# Pension Factors for Redundancy Lump Sum Payment



## CD16575 (15 Aug 2008)

I will shortly be made redundant. I have 11 years service with the company. I have been contributing to the company pension for the past 7 years. I will be using the Standard Capital Superannuation Benefit method for calculating the taxable amount. I have been told that my pension lump sum present day value is 7100 euro. Should I use the full 10000 allowance and give up my pension lump sum.

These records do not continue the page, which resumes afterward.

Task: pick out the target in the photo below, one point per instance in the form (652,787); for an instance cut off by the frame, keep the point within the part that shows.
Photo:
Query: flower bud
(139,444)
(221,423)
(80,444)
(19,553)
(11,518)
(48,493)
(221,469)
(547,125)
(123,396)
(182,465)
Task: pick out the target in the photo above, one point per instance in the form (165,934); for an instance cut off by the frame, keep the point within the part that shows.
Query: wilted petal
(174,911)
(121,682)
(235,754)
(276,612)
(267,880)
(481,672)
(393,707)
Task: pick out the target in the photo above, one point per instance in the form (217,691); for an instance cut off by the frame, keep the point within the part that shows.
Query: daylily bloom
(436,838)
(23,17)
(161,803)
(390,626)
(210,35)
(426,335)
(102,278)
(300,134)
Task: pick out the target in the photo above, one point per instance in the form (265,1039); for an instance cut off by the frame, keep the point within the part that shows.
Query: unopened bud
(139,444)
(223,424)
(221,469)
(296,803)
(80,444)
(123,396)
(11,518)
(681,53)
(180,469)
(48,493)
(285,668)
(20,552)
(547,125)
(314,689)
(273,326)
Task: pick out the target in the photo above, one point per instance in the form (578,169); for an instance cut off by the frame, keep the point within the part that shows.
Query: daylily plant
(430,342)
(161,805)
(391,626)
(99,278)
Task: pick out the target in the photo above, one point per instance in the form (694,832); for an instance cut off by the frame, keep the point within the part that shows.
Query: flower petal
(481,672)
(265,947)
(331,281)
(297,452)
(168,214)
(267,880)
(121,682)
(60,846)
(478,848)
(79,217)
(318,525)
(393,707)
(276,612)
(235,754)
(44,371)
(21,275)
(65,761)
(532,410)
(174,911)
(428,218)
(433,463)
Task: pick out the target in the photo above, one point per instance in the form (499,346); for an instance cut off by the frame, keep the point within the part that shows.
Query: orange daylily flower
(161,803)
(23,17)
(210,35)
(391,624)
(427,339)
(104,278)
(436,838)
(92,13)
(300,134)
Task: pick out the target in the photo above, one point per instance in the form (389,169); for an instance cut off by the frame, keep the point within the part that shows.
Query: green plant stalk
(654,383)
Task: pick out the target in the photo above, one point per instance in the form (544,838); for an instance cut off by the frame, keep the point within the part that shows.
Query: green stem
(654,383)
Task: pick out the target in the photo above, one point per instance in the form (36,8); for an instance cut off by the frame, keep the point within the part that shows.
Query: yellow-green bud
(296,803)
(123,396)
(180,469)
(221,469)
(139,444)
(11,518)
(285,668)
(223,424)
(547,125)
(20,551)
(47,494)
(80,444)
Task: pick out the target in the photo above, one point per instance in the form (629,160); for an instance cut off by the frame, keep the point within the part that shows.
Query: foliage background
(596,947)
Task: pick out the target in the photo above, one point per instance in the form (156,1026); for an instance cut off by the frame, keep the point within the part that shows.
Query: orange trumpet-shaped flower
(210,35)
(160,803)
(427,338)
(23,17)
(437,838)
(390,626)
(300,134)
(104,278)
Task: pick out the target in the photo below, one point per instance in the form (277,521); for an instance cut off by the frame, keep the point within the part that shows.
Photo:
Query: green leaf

I am 37 years old.


----------



## ClubMan (15 Aug 2008)

Moved from .


----------



## Don_08 (15 Aug 2008)

It depends on your figures really.  I think you actually mean the Increased Exemption as you refer to 10000 not the SCSB.

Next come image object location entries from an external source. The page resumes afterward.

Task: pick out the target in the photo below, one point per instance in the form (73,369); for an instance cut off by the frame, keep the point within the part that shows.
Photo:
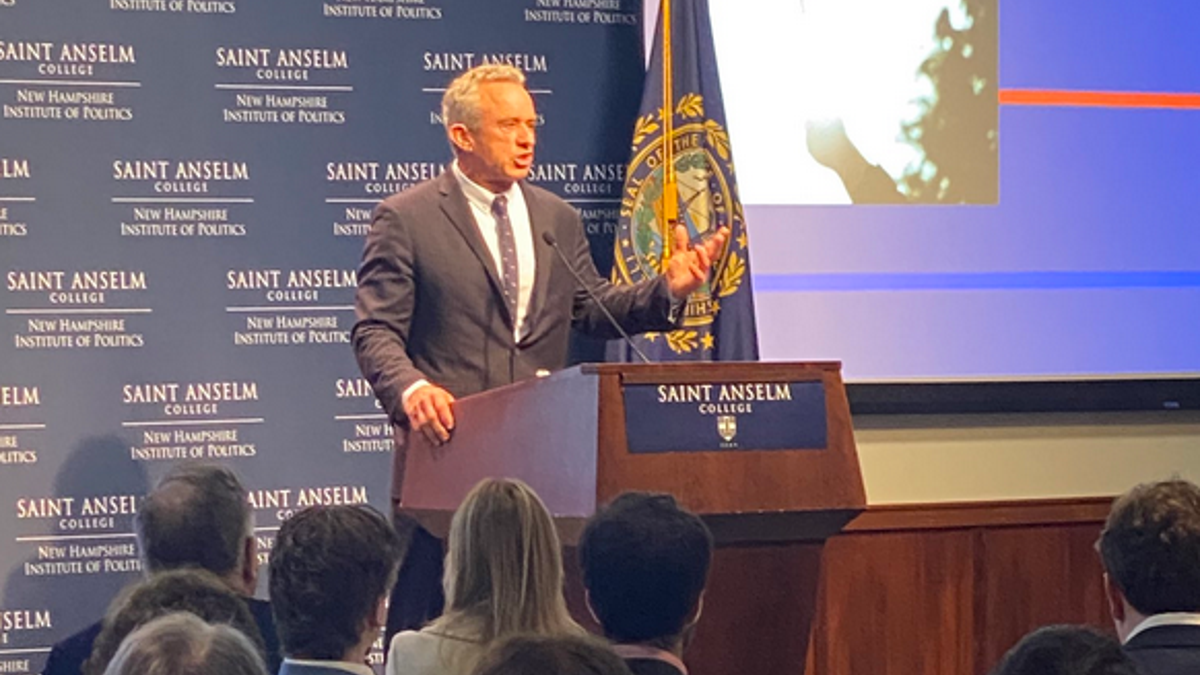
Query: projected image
(875,101)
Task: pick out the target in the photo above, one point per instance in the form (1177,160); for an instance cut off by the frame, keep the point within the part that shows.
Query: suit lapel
(454,204)
(539,222)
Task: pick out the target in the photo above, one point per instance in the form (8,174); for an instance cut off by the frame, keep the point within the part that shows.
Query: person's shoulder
(67,655)
(543,198)
(412,640)
(419,196)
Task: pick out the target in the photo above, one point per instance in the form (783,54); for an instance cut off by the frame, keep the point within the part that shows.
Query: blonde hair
(461,105)
(504,566)
(183,644)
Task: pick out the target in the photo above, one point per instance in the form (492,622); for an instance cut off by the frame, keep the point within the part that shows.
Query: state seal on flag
(707,202)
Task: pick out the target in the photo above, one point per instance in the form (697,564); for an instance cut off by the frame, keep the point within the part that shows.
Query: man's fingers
(443,412)
(681,237)
(439,432)
(714,245)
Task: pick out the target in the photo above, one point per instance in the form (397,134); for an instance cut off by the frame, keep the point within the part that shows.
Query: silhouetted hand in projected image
(865,184)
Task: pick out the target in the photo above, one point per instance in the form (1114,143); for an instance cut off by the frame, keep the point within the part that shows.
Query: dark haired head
(645,565)
(198,515)
(540,655)
(1066,650)
(330,568)
(193,591)
(1151,547)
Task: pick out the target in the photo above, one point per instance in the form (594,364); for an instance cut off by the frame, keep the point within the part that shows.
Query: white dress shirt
(480,199)
(1165,619)
(351,668)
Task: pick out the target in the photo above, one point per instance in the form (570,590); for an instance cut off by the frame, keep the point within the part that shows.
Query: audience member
(331,572)
(645,565)
(198,515)
(563,655)
(195,591)
(503,577)
(1151,554)
(1066,650)
(181,644)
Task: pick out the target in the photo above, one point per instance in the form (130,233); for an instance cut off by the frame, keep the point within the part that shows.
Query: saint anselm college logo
(708,201)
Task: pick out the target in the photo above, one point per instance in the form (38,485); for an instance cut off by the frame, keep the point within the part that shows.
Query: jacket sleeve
(384,303)
(639,308)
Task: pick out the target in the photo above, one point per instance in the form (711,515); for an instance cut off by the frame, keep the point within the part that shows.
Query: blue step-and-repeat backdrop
(185,186)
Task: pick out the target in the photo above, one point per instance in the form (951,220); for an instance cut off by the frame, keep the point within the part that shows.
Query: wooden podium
(567,436)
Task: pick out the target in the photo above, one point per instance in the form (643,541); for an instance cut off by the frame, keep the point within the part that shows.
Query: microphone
(549,238)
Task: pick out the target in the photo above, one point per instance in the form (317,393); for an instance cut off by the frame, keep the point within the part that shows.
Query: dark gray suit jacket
(430,303)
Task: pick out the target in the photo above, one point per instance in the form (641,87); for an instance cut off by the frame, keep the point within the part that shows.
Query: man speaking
(461,290)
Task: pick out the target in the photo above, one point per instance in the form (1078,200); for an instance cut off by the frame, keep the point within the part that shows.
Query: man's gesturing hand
(689,266)
(429,412)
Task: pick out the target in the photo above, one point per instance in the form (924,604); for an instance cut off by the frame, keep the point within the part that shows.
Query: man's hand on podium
(429,412)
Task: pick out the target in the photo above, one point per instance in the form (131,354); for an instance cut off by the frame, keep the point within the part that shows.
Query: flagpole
(670,186)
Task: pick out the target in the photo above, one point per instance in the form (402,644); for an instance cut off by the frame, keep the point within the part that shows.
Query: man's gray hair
(198,515)
(181,644)
(460,103)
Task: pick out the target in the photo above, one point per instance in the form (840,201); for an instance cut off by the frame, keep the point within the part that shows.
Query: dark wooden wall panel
(1036,577)
(897,604)
(915,590)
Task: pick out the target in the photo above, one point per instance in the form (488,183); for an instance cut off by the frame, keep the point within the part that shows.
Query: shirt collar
(653,653)
(1165,619)
(480,196)
(355,668)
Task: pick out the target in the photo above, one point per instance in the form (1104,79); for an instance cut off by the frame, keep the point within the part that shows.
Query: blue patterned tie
(510,278)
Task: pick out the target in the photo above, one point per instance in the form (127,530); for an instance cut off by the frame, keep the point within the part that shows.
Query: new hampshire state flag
(719,321)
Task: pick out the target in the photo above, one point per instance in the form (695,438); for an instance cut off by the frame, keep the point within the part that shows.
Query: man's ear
(378,619)
(250,565)
(461,137)
(587,601)
(1116,598)
(697,610)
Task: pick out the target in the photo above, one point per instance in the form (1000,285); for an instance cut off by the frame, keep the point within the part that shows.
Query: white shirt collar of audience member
(355,668)
(1165,619)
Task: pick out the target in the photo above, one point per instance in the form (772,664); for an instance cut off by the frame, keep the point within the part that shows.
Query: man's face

If you take the full increased exemption without deducting the 7,100 how much tax will you end up paying compared to the figure when it is deducted?

And how much you need the extra cash now?

By waiving your right to take your tax free sum at retirement ( and effectively taking it now) - you are only waiving the option to take a tax free cash.  So you are not losing any value.  Eg   At retirement you would have had choice of pension of €5,000 p.a.  or tax free cash of €7,500 and pension of €4,300 p.a..   These are the same value, but if you waive your right, you will only have option 1.

You are only 37, and you will still have the right to take the tax free cash from any pension you build up in the future.


----------